Stanford Professor Is First Woman Awarded Fields MedalKelly Blessing
A Stanford University professor became the first woman awarded the Fields Medal, the top international prize in mathematics.
Known as the “Nobel Prize of mathematics,” the Fields Medal was presented to Iranian-born Maryam Mirzakhani today at the International Congress of Mathematicians in Seoul, Stanford said in a statement. Mirzakhani, cited for her work on geometry and dynamical systems, was among four recipients this year.
Mathematics has long been a field dominated by men. Women comprised 28 percent of the 1,669 doctorates conferred in mathematics and statistics in 2011-2012, according to data by the National Center for Education Statistics. That’s only up 5 percentage points from two decades earlier.
“I will be happy if it encourages young female scientists and mathematicians,” Mirzakhani, 37, said in the statement. “I am sure there will be many more women winning this kind of award in coming years.”
Mirzakhani, who has been at Stanford since 2008, received her doctorate in 2004 from Harvard University, based in Cambridge, Massachusetts. Her adviser there, Curtis McMullen, received the Fields Medal in 1998. She was an assistant professor at Princeton University in Princeton, New Jersey, from 2004 to 2008 as well as a research fellow at the Clay Mathematics Institute in Providence, Rhode Island.

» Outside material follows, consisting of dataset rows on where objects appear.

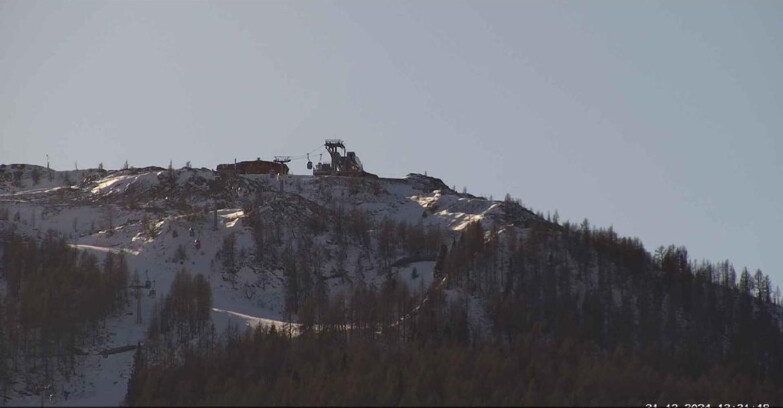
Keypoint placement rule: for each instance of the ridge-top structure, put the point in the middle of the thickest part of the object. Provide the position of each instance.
(343, 164)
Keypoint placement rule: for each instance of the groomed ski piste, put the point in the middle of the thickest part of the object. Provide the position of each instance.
(102, 211)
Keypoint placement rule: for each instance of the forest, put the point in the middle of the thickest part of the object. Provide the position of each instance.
(562, 314)
(53, 306)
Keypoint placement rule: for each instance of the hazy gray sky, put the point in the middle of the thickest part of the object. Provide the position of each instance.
(662, 119)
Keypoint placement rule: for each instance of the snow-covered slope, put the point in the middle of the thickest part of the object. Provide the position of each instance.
(155, 215)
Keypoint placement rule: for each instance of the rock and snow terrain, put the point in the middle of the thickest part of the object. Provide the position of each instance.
(155, 216)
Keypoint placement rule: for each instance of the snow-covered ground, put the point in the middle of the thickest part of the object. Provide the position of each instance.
(105, 211)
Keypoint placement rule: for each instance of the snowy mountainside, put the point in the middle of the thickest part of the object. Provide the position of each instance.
(155, 215)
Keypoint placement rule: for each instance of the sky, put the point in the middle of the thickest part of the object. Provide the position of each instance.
(662, 119)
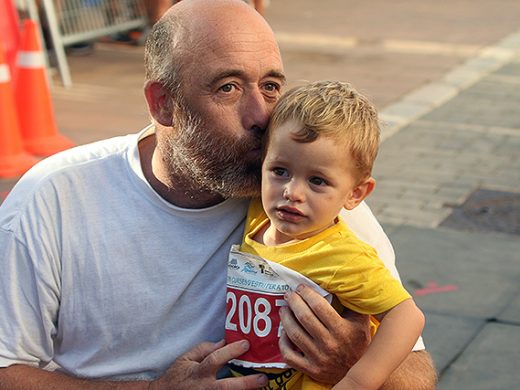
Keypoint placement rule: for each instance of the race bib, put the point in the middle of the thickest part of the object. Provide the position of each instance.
(255, 293)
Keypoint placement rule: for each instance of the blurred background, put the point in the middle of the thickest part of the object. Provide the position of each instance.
(445, 76)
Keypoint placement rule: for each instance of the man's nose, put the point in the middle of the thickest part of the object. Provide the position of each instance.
(257, 111)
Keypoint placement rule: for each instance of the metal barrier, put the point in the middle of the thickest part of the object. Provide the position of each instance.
(74, 21)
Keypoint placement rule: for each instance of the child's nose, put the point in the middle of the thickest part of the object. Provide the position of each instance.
(293, 192)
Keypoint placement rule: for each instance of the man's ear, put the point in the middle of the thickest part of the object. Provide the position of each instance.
(159, 101)
(360, 192)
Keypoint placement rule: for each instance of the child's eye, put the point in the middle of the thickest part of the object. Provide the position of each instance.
(317, 181)
(280, 172)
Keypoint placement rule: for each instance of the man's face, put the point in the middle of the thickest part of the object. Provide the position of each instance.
(228, 95)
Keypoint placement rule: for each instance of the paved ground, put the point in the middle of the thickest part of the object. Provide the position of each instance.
(446, 76)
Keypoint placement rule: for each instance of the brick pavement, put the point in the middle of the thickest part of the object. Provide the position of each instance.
(451, 137)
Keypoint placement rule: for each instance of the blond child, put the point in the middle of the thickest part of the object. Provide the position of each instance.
(320, 148)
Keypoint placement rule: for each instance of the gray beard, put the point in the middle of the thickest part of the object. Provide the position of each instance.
(209, 162)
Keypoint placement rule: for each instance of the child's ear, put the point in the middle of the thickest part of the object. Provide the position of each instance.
(159, 103)
(360, 192)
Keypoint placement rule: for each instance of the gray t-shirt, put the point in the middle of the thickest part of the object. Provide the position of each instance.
(104, 278)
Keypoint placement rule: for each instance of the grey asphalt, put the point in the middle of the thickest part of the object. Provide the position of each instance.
(446, 77)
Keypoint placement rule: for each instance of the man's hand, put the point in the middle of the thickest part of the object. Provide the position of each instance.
(197, 369)
(317, 340)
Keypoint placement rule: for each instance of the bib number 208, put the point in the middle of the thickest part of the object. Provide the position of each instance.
(252, 312)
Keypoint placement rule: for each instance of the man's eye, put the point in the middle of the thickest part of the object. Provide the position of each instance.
(318, 181)
(227, 88)
(280, 172)
(272, 87)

Iranian President Hassan Rouhani congratulated Mirzakhani in a message on his Twitter account, saying her win makes “us Iranians very proud.”

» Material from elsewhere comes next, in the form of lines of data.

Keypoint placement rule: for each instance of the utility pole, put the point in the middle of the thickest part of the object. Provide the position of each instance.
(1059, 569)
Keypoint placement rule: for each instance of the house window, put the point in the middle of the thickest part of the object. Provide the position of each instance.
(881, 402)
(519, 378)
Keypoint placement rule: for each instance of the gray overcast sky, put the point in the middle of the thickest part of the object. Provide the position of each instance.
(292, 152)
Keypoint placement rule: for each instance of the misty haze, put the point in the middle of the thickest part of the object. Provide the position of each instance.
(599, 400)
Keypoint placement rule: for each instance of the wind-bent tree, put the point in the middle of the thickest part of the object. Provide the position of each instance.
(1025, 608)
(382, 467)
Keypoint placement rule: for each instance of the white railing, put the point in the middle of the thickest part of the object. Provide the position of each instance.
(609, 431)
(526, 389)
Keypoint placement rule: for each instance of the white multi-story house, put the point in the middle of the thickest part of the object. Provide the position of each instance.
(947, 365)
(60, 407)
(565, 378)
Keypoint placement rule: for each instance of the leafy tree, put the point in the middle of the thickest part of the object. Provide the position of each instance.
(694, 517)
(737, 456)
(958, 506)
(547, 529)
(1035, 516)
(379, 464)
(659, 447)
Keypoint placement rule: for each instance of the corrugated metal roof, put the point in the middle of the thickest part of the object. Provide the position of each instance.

Her research is in pure mathematics, or abstract concepts that may not have an immediately obvious use, Stanford, near Palo Alto, California, said in the statement. Her contributions may have an impact on topics ranging from theoretical physics on how the universe came to exist to the study of prime numbers and cryptography, which is the writing or solving of codes, according to the statement.

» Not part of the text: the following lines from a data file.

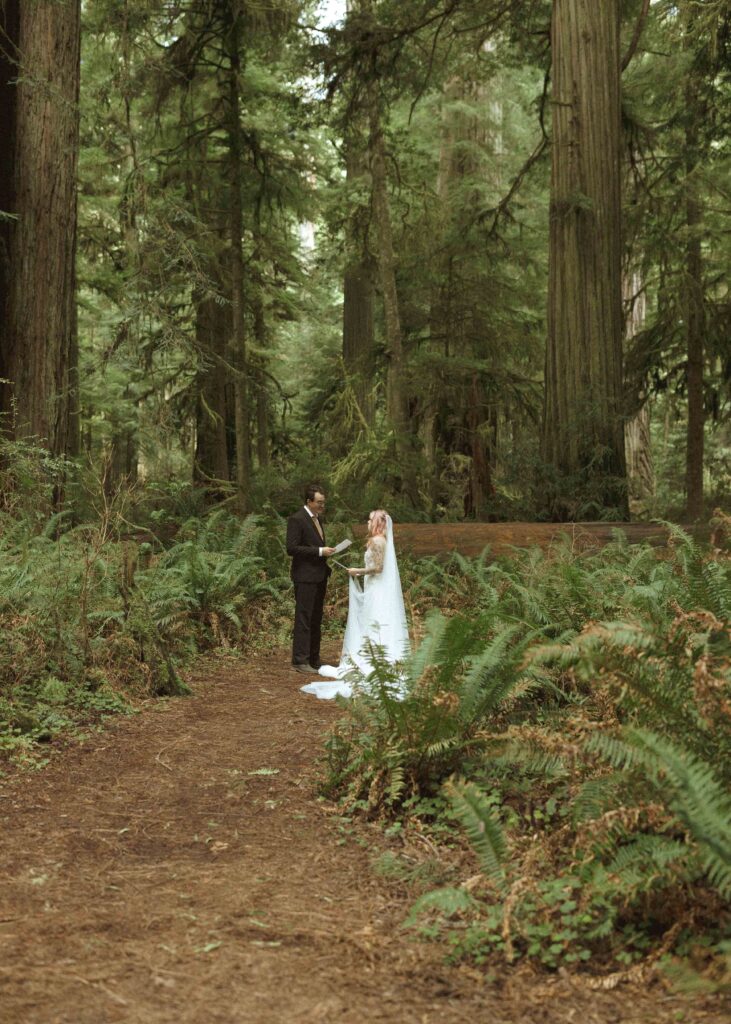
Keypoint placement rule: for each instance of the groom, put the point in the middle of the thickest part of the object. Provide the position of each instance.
(305, 545)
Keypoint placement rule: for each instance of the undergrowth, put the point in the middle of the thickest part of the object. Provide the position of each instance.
(572, 716)
(96, 614)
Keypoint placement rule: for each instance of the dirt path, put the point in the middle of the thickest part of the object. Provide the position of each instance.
(152, 876)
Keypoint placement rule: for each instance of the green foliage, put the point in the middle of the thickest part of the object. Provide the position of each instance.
(584, 699)
(90, 623)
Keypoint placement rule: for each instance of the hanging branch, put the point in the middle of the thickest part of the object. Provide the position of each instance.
(636, 37)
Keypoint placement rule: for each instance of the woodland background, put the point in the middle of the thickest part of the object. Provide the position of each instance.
(467, 259)
(242, 250)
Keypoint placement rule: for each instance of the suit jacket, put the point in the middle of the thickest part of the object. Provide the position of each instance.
(303, 544)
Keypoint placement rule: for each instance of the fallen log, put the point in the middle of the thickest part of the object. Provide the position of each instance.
(472, 538)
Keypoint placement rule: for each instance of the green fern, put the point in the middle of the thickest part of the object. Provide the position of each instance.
(481, 825)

Born in Tehran, Mirzakhani dreamed of becoming a writer as a young girl, though switched to mathematics in high school, according to the statement.
“It is fun,” she said in the statement. “It’s like solving a puzzle or connecting the dots in a detective case.”
The medal, founded in 1936, is awarded every four years and must be given to those under the age of 40, according to the International Mathematical Union, the group that bestows the prize, which includes a C$15,000 ($13,700) monetary award. She is the first Stanford honoree since 1966, when a medal was awarded to Paul Cohen.
South Korea’s first woman president, Park Geun Hye, presented the awards. The three other recipients this year were Princeton University’s Manjul Bhargava, Artur Avila of the National Institute of Pure and Applied Mathematics in Brazil and the National Center for Scientific Research in France, and Martin Hairer of England’s University of Warwick.
(An earlier version of this story was corrected to show the monetary award is in Canadian dollars, not U.S. dollars.)